Issues with the African American Chamber of Commerce of NJ
“The African American Chamber of Commerce has been very casual and cavalier when it comes to the cannabis industry,” he said. “If Leo Bridgewater truly had the full support of the African American Chamber of Commerce to all of their all assets and resources, do you truly think access to capital would be a problem for me?”
“The Black Church is literally the source code because when you look at the NAACP and the African American Chamber,” he noted.
Bridgewater explained many Black Church leaders are also Chamber leaders and very wary of cannabis legalization.

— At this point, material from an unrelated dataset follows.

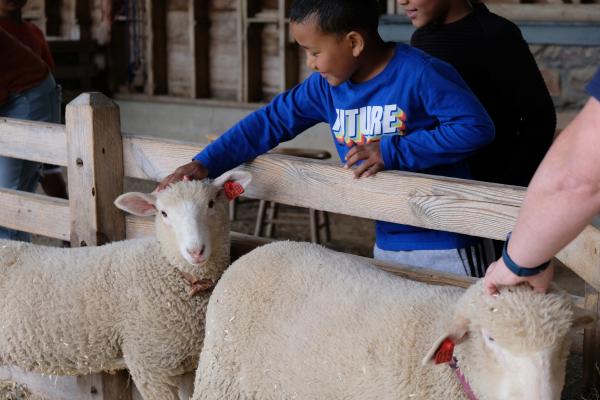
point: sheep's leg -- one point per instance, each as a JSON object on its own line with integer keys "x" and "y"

“That is not a controversial secret. That is a widely known fact,” he said. “I don’t trust them.”
“You’ve pretty much been absent for most of this,” Bridgewater said of the Chamber.
“I will fight for you and advocate. If you get in some shit, you better make sure you tell me everything,” he said. His mother often told that to him as a kid.
“I’m raising hell, and your ass was in the wrong every time. That’s exactly what they just did,” he explained. That was regarding the African American Chamber of Commerce of New Jersey and its claim there are no Black owners.
“You lied,” Bridgewater said about the Chamber.
He is not willing to chalk this up to a simple misunderstanding.
“When it comes to cannabis and hemp... the African American Chamber of Commerce is not the organization that you go to,” he said.
Bridgewater spoke better of the NJ CannaBusinessAssociation (NJCBA).
An African American Chamber of Commerce of New Jersey spokesperson noted Harmon has acknowledged there is at least one Black cannabis license holder.